In this work, we apply the principle of graphoepitaxy to guide the solution-phase crystallization of model semiconducting perylene within nanopillar silicon grids. Graphoepitaxy-directed oriented growth of molecular crystals has previously been demonstrated through the matching of angles presented by surface relief structures to specific angles between crystallographic planes of molecular crystals. In contrast, our method relies on registry between the underlying grid periodicity and the overall shape of perylene crystals, which grow as flat plates.

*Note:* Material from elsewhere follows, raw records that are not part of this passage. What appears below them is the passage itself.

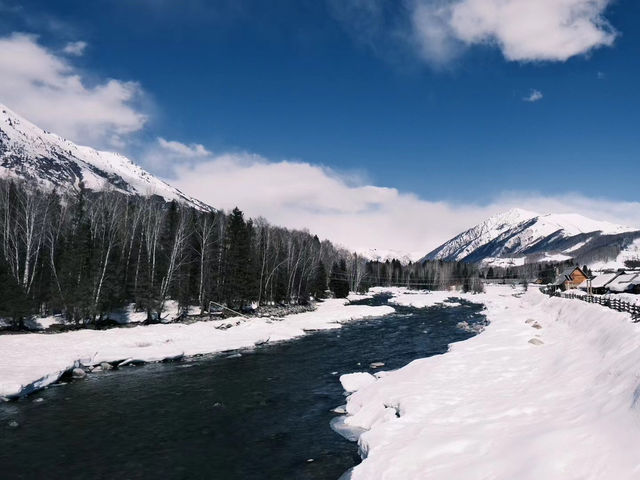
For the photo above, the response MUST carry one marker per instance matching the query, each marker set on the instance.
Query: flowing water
(258, 414)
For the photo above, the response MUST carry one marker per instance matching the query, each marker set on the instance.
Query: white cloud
(533, 96)
(523, 30)
(526, 30)
(361, 217)
(75, 48)
(52, 93)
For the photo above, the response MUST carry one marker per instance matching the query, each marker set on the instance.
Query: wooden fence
(611, 302)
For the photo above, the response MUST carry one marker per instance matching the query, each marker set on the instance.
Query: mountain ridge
(30, 153)
(520, 236)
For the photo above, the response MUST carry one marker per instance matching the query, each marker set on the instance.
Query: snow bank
(32, 361)
(422, 299)
(550, 390)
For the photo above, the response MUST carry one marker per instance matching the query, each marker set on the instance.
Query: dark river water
(263, 414)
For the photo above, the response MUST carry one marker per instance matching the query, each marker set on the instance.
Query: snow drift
(550, 390)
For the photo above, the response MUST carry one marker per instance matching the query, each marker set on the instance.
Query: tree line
(87, 254)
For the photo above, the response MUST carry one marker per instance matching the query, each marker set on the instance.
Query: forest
(86, 254)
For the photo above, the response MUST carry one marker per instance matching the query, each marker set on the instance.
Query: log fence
(610, 302)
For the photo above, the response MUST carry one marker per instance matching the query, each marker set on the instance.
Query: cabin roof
(566, 275)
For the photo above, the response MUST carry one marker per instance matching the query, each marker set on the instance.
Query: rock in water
(106, 366)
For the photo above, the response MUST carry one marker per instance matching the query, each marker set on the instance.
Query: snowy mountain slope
(519, 236)
(32, 154)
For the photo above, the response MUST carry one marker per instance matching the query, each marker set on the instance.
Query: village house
(570, 278)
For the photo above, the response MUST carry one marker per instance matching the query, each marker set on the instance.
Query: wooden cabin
(570, 278)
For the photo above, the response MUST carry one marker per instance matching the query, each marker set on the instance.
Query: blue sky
(353, 87)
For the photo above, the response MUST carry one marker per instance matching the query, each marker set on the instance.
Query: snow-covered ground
(631, 252)
(419, 298)
(31, 361)
(550, 390)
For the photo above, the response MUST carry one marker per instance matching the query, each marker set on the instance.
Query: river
(253, 414)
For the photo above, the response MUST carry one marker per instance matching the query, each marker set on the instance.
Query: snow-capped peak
(28, 152)
(518, 233)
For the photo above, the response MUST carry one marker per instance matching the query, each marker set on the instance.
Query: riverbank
(549, 390)
(30, 362)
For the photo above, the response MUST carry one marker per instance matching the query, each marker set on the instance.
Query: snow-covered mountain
(30, 153)
(520, 236)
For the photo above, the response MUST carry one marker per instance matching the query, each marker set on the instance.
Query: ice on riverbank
(550, 390)
(420, 298)
(29, 362)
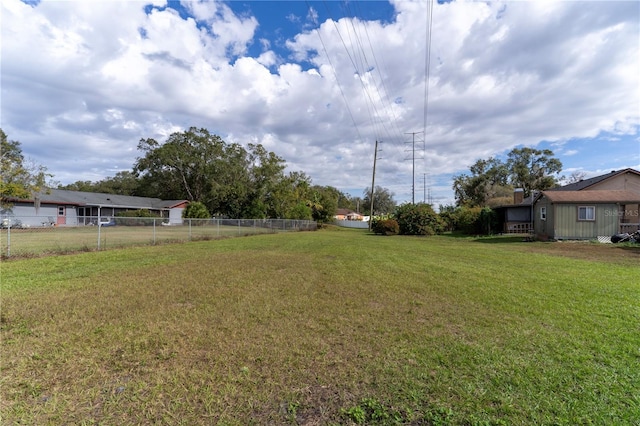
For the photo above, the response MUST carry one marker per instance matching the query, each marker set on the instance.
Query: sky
(439, 85)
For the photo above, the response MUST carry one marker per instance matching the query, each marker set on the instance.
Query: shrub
(385, 227)
(418, 219)
(467, 219)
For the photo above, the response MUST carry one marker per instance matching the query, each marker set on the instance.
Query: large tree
(491, 181)
(229, 179)
(19, 178)
(123, 183)
(486, 181)
(533, 169)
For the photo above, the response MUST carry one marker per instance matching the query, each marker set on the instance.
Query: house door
(62, 218)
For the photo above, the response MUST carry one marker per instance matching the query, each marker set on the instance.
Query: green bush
(385, 227)
(418, 219)
(196, 210)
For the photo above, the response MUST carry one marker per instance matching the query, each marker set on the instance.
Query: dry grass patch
(319, 328)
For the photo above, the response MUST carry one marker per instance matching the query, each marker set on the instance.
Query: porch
(629, 227)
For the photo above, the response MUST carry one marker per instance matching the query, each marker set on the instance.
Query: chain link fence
(19, 238)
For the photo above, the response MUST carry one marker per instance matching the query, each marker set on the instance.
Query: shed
(583, 215)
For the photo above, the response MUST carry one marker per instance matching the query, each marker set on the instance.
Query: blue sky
(318, 82)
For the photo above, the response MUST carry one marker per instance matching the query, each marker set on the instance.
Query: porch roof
(596, 196)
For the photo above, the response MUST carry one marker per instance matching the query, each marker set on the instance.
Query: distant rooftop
(585, 183)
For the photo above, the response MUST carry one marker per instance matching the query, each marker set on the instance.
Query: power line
(413, 158)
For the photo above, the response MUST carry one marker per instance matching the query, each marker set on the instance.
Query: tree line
(227, 180)
(491, 182)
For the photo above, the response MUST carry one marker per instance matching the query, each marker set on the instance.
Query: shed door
(62, 216)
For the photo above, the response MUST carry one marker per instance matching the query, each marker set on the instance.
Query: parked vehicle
(105, 221)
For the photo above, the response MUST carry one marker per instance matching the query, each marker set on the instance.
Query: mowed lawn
(327, 327)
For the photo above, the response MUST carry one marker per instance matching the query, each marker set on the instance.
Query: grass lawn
(327, 327)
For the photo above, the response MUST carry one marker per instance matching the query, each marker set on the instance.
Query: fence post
(9, 239)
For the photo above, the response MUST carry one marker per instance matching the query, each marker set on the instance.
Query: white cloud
(87, 80)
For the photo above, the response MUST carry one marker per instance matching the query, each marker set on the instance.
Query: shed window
(586, 213)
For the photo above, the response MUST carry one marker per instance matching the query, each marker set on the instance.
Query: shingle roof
(578, 186)
(63, 196)
(595, 196)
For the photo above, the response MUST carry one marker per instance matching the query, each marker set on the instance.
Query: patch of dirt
(627, 255)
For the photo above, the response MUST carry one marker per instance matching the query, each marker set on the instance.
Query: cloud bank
(83, 82)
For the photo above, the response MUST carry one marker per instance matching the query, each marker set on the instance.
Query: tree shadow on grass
(490, 239)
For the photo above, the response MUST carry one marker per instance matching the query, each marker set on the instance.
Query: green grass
(330, 327)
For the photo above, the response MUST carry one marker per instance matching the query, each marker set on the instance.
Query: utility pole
(413, 159)
(424, 188)
(373, 182)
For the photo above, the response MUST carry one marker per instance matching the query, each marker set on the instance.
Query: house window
(586, 213)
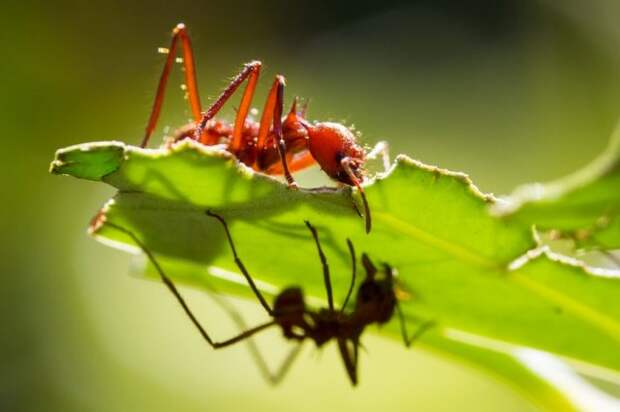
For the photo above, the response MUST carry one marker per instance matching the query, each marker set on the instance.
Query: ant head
(335, 149)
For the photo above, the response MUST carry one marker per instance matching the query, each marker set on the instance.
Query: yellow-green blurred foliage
(506, 91)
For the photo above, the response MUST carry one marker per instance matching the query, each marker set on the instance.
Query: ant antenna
(353, 264)
(326, 277)
(346, 164)
(293, 106)
(304, 108)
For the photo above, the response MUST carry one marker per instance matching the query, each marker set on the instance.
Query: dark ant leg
(240, 265)
(285, 366)
(168, 282)
(409, 340)
(251, 72)
(179, 33)
(370, 268)
(326, 277)
(354, 266)
(272, 114)
(346, 164)
(350, 361)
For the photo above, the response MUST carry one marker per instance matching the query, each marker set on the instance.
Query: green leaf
(463, 267)
(578, 201)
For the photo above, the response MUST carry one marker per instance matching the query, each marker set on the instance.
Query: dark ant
(375, 303)
(276, 145)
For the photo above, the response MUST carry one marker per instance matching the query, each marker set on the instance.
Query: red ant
(375, 303)
(275, 145)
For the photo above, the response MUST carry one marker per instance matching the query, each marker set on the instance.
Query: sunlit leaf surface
(457, 264)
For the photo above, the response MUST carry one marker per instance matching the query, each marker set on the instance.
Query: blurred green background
(508, 91)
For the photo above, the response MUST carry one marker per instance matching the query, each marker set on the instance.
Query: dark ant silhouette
(375, 304)
(276, 145)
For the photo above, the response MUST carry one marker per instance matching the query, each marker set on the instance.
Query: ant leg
(371, 269)
(381, 148)
(349, 360)
(353, 264)
(251, 72)
(260, 362)
(409, 340)
(285, 366)
(272, 114)
(178, 33)
(326, 277)
(168, 282)
(346, 165)
(303, 160)
(240, 265)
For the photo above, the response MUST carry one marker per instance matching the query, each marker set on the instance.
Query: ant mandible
(275, 145)
(375, 303)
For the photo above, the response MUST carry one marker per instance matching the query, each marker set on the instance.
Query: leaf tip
(91, 161)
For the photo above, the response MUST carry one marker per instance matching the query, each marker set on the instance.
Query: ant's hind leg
(178, 33)
(168, 282)
(272, 115)
(250, 71)
(381, 148)
(240, 264)
(259, 360)
(424, 326)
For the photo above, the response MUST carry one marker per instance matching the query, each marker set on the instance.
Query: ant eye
(339, 155)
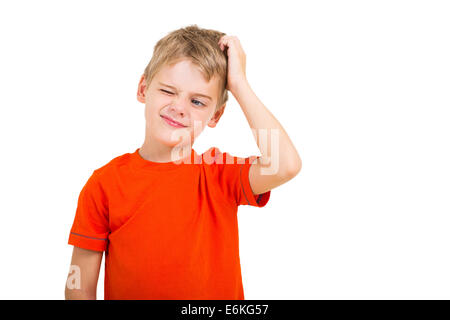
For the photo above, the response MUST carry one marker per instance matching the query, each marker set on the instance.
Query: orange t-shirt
(169, 231)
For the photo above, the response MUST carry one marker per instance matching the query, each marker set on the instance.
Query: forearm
(262, 122)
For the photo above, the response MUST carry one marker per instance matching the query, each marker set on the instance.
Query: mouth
(172, 122)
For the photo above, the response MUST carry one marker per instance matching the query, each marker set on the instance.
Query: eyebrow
(197, 94)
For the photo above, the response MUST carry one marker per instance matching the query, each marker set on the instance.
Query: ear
(142, 89)
(215, 118)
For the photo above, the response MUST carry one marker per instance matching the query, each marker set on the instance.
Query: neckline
(142, 164)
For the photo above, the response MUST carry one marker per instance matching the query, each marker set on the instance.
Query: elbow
(294, 168)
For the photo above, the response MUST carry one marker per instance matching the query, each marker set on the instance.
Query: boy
(168, 221)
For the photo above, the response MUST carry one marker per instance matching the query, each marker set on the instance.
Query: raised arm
(280, 161)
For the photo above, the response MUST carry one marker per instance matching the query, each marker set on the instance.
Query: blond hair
(198, 45)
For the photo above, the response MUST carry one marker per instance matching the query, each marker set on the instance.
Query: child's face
(182, 102)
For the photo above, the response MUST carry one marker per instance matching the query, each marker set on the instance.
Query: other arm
(82, 280)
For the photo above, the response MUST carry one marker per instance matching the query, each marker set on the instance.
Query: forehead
(185, 76)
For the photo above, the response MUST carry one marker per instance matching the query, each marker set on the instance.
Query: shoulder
(215, 156)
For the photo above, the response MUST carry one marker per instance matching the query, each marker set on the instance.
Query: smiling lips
(173, 123)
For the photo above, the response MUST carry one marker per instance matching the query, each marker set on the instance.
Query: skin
(182, 105)
(179, 103)
(89, 262)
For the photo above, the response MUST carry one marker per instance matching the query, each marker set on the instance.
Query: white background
(361, 87)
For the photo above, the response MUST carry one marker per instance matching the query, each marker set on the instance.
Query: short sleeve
(234, 180)
(90, 228)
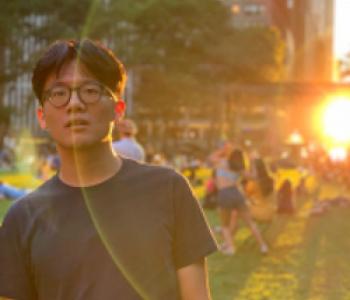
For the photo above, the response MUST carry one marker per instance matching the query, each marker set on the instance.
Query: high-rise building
(307, 28)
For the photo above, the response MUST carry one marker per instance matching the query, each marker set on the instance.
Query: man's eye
(58, 93)
(91, 90)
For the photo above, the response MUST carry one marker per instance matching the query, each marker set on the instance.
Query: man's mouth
(76, 123)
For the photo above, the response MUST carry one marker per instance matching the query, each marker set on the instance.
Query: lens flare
(336, 120)
(338, 154)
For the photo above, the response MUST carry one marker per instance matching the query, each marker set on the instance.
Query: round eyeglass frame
(104, 91)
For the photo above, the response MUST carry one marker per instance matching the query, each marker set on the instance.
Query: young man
(104, 227)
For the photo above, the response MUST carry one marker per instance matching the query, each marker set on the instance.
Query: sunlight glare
(336, 120)
(338, 154)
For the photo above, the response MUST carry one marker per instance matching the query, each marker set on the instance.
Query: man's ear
(41, 117)
(119, 109)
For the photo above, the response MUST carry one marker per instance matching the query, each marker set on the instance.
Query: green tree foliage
(179, 49)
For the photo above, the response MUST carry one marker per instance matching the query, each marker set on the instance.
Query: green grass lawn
(308, 259)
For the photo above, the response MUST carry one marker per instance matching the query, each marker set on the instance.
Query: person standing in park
(104, 227)
(229, 168)
(127, 145)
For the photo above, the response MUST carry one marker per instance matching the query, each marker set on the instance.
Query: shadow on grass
(324, 267)
(229, 274)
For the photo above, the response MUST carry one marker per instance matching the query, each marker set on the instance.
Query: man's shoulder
(35, 197)
(150, 171)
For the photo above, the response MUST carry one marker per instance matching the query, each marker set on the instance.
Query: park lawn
(308, 258)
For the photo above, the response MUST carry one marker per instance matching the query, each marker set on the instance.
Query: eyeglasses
(88, 93)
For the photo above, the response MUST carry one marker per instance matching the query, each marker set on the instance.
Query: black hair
(95, 57)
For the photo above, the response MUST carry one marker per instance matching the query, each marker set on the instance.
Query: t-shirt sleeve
(15, 279)
(193, 239)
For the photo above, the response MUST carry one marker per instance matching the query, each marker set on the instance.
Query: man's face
(77, 125)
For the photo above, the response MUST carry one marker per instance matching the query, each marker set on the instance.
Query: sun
(336, 120)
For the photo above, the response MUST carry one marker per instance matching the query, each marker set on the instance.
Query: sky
(342, 28)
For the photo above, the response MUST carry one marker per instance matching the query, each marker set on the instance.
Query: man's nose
(74, 101)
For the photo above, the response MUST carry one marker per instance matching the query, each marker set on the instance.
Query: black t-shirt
(122, 239)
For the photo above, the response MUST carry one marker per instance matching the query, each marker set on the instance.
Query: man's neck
(88, 166)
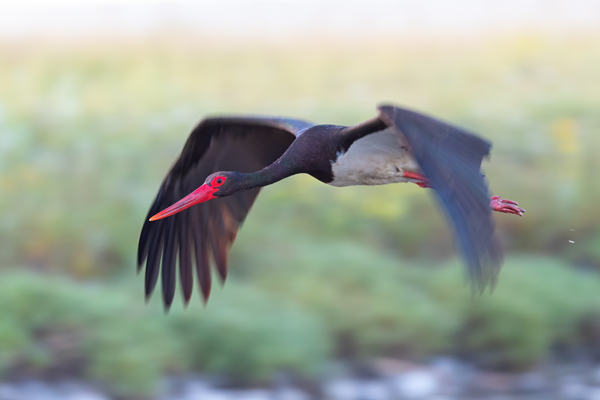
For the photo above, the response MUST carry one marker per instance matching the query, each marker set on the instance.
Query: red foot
(499, 204)
(413, 175)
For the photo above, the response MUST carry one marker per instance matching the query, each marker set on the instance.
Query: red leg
(499, 204)
(420, 177)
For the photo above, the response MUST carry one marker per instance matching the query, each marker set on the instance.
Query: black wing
(451, 159)
(206, 231)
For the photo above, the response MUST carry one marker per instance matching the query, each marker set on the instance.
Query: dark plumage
(230, 159)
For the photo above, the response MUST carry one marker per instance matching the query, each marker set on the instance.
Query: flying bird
(227, 160)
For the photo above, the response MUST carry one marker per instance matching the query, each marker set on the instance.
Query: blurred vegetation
(88, 131)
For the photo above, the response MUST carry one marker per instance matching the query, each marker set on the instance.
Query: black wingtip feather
(169, 269)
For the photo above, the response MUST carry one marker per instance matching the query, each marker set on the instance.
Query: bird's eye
(217, 181)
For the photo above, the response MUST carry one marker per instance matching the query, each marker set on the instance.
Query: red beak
(200, 195)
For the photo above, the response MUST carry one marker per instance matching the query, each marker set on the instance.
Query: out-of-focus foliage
(87, 134)
(292, 319)
(53, 327)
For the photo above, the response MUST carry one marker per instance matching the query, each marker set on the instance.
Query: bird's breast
(376, 159)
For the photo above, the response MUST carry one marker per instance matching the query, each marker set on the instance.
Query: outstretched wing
(451, 159)
(206, 231)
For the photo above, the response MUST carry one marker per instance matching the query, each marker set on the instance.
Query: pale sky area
(284, 18)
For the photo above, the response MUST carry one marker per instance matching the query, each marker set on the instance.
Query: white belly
(376, 159)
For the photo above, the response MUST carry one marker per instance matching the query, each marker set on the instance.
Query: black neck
(266, 176)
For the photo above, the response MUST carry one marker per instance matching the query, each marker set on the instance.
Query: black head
(225, 183)
(219, 184)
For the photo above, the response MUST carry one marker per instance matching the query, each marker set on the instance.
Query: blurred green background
(88, 130)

When nucleated within the nanopillar grids, perylene crystals adopted two distinct in-plane orientations in which the plates align either with the unconfined rows or columns between nanopillars. Ostwald ripening at the air/liquid/grid interface to dissolve smaller, misoriented crystals while enlarging crystals aligned with the grid structure resulted in the formation of three-dimensional trellises of single crystals meeting at 90^o angles. Building on our previous discovery of nanoporous scaffold-directed assembly of needlelike triisopropylsilylethynyl pyranthrene crystals into vertical crystal arrays[1], our findings point to the possibility of assembling single crystals into complex structures through judicious grid design for different crystal morphologies across materials classes. Critically, the high-energy p-planes of perylene crystals are exposed at the grid surface, which will have important implications for controlling material properties, from reactivity to dissolution rates.

[1] K. Zong,Y. Ma, K. Shayan, J. Ly, E. Renjilian, C. Hu, S. Strauf, A. Briseño, and S.S. Lee. “Directing Solution-Phase Nucleation to Form Organic Semiconductor Vertical Crystal Arrays.” Crystal Growth & Design 19, (2019): 3461–3468.